The Sheikh paid $325,000 for Awaasif as a Fasig-Tipton yearling. As a daughter of the shock 1974 Derby winner Snow Knight, then in the early stages of an underwhelming stud career at Windfields, it was a price indicative of the market’s respect for the Royal Statute family. Sent to John Dunlop, the filly justified that investment by winning the Yorkshire Oaks and running a 90/1  third in the 1982 Arc. As subsequently the dam of Snow Bride, who was awarded the 1989 Oaks, Awaasif later also became the granddam of Lammtarra.

Lammtarra (green): Derby winner was a grandson of Awaasif

Meanwhile, Konafa had passed into the hands of Stavros Niarchos, having been purchased for $625,000 through the BBA at the 1980 Keeneland November Sale. Then with two foals on the ground for Leo Gatto Roissard, she proved an immediate asset for Niarchos when the Mr Prospector filly she was carrying at the time of her purchase turned out to be Italian champion Proskona. She was followed a year later by the Riverman filly Korveya, winner of the Prix Chloe, and then in later years by the stakes-placed Leo’s Lucky Lady (by Seattle Slew), the granddam of current Hong Kong star Golden Sixty.

Both Proskona and Korveya later wound up in the hands of Gerald Leigh. 

Proskona was purchased in December 1994 through Alex Scrope and proceeded to produce Canadian Group 2 winner Calista for Leigh. Another of her daughters, the Persepolis filly Noesis, was to also become the dam of Leigh’s super producer Summer Sonnet, the dam of his top two-year-old Act One and Group 1-placed Summer Symphony.

Korveya, meanwhile, passed into Leigh’s ownership in 1989 at a time when the mare had a yearling colt by Woodman and colt foal by Procida on the ground; the Woodman developed into Hector Protector, a brilliant two-year-old who captured the 1991 Poule d’Essai des Poulains while the Procida was Shanghai, who emulated his older sibling by capturing the 1992 Poulains. Leigh understandably returned Korveya to Woodman and the mare repeated the trick by producing another brilliant miler in Bosra Sham, who added to the family’s Classic haul by landing the 1996 1,000 Guineas.

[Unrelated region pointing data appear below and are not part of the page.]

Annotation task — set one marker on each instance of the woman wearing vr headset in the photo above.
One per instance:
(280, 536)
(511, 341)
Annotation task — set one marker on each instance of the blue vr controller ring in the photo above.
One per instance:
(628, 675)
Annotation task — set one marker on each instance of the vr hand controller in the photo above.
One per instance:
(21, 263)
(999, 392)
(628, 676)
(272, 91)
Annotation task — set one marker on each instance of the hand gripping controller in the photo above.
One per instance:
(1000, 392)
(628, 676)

Leigh died in June 2002, only weeks after Act One had run second in the Prix du Jockey Club. Within 18 months, the majority of his stock had changed hands in a private transaction to Sheikh Mohammed in a deal that reportedly valued the group at £35 million.

Bosra Sham and Pat Eddery are led in after their 1,000 Guineas win in 1996 – Photo: George Selwyn

The highlight on paper was Leigh’s Irish 1,000 Guineas heroine Gossamer, a sister to Barathea, and indeed she later provided Sheikh Mohammed with Racing Post Trophy winner Ibn Khaldun. However, the group also included Proskona’s Nashwan daughter Epitome, who did her bit to underline the stock’s worth by producing Godolphin’s 2016 Prix Jean-Luc Lagardere winner Ultra. It is Ultra’s older half-sister, the New Approach mare Modern Ideals, who is now the dam of Modern Games. The colt is the best of three winners out of the mare, although an older sibling, four-time winner Modern News, is rated 105 for Charlie Appleby. 

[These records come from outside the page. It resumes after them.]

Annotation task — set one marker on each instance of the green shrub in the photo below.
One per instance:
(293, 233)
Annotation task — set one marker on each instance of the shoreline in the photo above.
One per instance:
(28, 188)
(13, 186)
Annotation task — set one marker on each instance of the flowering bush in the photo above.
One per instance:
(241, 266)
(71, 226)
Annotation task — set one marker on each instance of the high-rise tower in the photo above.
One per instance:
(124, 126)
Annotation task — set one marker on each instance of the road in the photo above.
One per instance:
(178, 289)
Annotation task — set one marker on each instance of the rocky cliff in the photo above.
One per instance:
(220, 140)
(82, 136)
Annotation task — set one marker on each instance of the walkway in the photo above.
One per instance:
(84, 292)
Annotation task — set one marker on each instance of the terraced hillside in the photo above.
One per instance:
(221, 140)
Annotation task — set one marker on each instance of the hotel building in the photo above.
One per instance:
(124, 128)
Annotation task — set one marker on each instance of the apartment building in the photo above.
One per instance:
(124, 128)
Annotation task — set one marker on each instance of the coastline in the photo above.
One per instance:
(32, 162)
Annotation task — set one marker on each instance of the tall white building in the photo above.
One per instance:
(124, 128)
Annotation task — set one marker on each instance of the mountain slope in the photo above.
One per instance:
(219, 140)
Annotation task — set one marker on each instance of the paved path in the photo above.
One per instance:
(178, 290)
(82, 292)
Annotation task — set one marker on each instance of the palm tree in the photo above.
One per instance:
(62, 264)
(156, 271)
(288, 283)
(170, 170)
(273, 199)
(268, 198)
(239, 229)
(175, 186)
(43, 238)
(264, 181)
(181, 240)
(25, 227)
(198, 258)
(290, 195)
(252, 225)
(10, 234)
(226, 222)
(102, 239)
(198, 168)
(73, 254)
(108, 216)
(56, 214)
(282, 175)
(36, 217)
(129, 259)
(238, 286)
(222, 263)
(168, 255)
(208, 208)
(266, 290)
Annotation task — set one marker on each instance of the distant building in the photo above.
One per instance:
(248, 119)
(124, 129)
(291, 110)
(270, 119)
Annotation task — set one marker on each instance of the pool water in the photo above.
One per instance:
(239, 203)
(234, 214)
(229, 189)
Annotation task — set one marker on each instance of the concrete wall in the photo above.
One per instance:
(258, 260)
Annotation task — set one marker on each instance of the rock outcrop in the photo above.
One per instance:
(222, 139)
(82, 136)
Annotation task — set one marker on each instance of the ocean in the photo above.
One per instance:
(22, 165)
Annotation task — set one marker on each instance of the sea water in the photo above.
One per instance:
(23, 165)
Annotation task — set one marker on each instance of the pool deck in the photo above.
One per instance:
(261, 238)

Modern Ideals also has a yearling filly by Exceed And Excel and a filly foal by Mastercraftsman to come.

Over 15 years on from the purchase of Leigh’s stock and Modern Games’ immediate background – Dubawi over New Approach – bears a true Godolphin stamp.

Dubawi’s affinity with Galileo – think Night Of Thunder, Ghaiyyath, Concert Hall and Dartmouth – is well known so it stands to reason that utilising Galileo’s son New Approach with the line could also prove effective. The cross is understandably not as prolific as that of Dubawi and Galileo but out of 12 named foals, Modern Games heads a group of three stakes winners that also includes Group 2 scorer Ambition (out of Oaks heroine Talent) and Group 3 winner Fonthill Abbey.

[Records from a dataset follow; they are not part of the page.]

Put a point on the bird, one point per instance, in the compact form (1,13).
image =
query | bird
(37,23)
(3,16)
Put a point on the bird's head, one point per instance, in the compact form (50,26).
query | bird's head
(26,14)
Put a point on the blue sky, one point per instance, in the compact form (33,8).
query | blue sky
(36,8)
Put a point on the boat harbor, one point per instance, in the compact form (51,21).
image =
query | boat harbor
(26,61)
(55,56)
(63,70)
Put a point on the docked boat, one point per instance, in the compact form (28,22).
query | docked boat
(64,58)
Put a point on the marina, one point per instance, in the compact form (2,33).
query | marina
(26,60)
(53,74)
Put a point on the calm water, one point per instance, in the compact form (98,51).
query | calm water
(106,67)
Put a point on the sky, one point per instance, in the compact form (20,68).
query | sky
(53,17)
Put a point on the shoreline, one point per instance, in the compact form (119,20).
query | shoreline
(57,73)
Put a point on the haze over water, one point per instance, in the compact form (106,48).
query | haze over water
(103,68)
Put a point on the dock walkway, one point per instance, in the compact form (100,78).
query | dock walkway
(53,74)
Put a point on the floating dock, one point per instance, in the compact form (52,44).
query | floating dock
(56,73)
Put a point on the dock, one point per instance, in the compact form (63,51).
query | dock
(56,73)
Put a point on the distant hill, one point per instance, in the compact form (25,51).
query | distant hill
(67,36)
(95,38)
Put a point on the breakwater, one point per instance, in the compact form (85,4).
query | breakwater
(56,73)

In fact, Friday’s Breeders’ Cup card showcased New Approach’s burgeoning record as a damsire in a fine light, with another representative Malavath (by Mehmas) closing well to finish second to Pizza Bianca in the Juvenile Fillies Turf. 

New Approach is the damsire of 11 stakes winners in total, among them Earthlight in addition to Modern Games and Malavath. With a number of well-connected daughters in good hands currently in production, expect that figure to flourish.